Cheguei à conclusão de que desta vez, talvez fosse uma noticia que eu esperava. Uma boa noticia para variar naquele oceano de tédio em que eu vivia.

Então me virei, ainda sonolenta, apanhei o celular sobre a mesa de cabeceira cinza e observei o nome. Boris, um antigo companheiro... Da policia. Então diversão estava a caminho. Atendi na mesma hora. Trocamos algumas palavras de cumprimento, umas poucas piadas sobre os velhos tempos, e então ele falou:

— arrume-se e venha. Temos um assassinato, e de um tipo muito diferente do que o habitual; acredite.

Sorri de orelha a orelha e me levantei ás pressas para colocar minha melhor roupa de policial. Um assassinato era exatamente o que eu esperava, e era, de fato, uma ótima noticia.

Aquilo foi ás cinco da manhã. Às seis eu já estava adentrando um bosque dentro das montanhas que serpenteavam uma das principais estradas de Mainscreeck. Uma estrada que muitos dos turistas escolhiam para visitar a cidade, que serpenteava a montanha até sua base, onde a cidade realmente se revelava.

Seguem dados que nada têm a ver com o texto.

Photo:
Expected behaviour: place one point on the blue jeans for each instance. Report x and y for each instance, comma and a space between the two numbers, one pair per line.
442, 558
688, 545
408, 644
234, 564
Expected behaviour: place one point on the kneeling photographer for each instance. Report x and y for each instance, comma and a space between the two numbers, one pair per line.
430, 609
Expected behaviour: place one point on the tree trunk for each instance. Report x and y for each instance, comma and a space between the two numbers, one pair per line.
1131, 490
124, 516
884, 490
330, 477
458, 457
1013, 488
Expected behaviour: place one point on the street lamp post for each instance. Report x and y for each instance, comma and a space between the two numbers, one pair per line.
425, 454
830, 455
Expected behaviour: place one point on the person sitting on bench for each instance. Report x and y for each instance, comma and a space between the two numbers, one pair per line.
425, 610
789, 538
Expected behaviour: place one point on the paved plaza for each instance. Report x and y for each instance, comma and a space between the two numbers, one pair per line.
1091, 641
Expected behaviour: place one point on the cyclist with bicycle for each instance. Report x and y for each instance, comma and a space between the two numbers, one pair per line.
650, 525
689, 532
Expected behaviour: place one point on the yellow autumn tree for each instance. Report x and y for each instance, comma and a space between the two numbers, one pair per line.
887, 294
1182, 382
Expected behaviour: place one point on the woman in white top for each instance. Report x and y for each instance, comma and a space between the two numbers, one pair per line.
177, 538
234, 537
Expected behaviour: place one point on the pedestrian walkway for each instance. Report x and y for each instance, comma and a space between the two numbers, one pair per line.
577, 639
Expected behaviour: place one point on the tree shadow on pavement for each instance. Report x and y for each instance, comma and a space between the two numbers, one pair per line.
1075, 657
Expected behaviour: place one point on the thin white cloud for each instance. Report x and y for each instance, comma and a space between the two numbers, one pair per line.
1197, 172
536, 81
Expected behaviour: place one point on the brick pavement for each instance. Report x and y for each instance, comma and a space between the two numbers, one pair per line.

Afastei os galhos que me cercavam, incomodada com algumas plantas espinhosas que arranhavam meu sobretudo novo e elegante que eu comprara com o ultimo salário. Se eu soubesse que seria naquele lugar que eu começaria as investigações, teria escolhido uma roupa mais apropriada. Acabei ficando empolgada demais com um assassinato depois de meses lidando com crimes superficiais e que não atrapalhavam em quase nada a população daquela cidade irritantemente tranquila.

Há quanto tempo não havia assassinatos em Mainscreeck? Anos? Desde que eu tinha começado como policial, nunca tinha trabalhado com um homicídio sequer naquele lugar. Mas me tornei uma das melhores investigadoras do pais quando fui para Nova York, e lá sim, encontrei assassinatos dos bons, que alavancaram minha carreira.

Mas sempre voltamos ás nossas origens. Sempre tem um componente emocional que nos faz voltar ao inicio de tudo. E lá estava eu, abrindo caminho entre os galhos e folhas úmidos pelo orvalho, entrando em uma área mais aberta do bosque, onde a diversão começaria. Alguns feixes de luz do sol adentravam pelas brechas nos galhos, e aqueciam levemente a minha pele. A temperatura estava bem fria, o que não era incomum naquela cidade.

Uma faixa amarela cercava a cena do crime. Dois especialistas com luvas e farda estavam do ladro de dentro, analisando cada detalhe que conseguiam encontrar. Dava para ver a falta de experiência em assassinatos estampada na surpresa que tomava os rostos dos dois. Acho que, sinceramente, eu era a salvação deles. Eu e o meu companheiro que observava tudo do limite da faixa amarela de braços cruzados.

Ele estava de costas, então não me viu chegar quando eu parei ao seu lado, também olhando para a cena do crime. Os dois especialistas se aproximaram mais da vitima. Agora eu também parei para notar a mulher sentada, recostada contra uma arvore bem no centro da área e da cena do crime. A cabeça pendia para a direita em uma expressão mórbida de um boneco sem vida.

Notei algo estranho. Feixes de luz do sol iluminavam metade do seu rosto, atravessando os galhos das arvores acima e as folhas. Coincidência ou não, ela estava no lugar perfeito para que a luz do sol acariciasse alguns pontos de seu corpo. A postura estava a mais ereta possível para um cadáver e seu corpo estava perfeitamente colocado em uma pose, como se ela fosse tirar uma foto.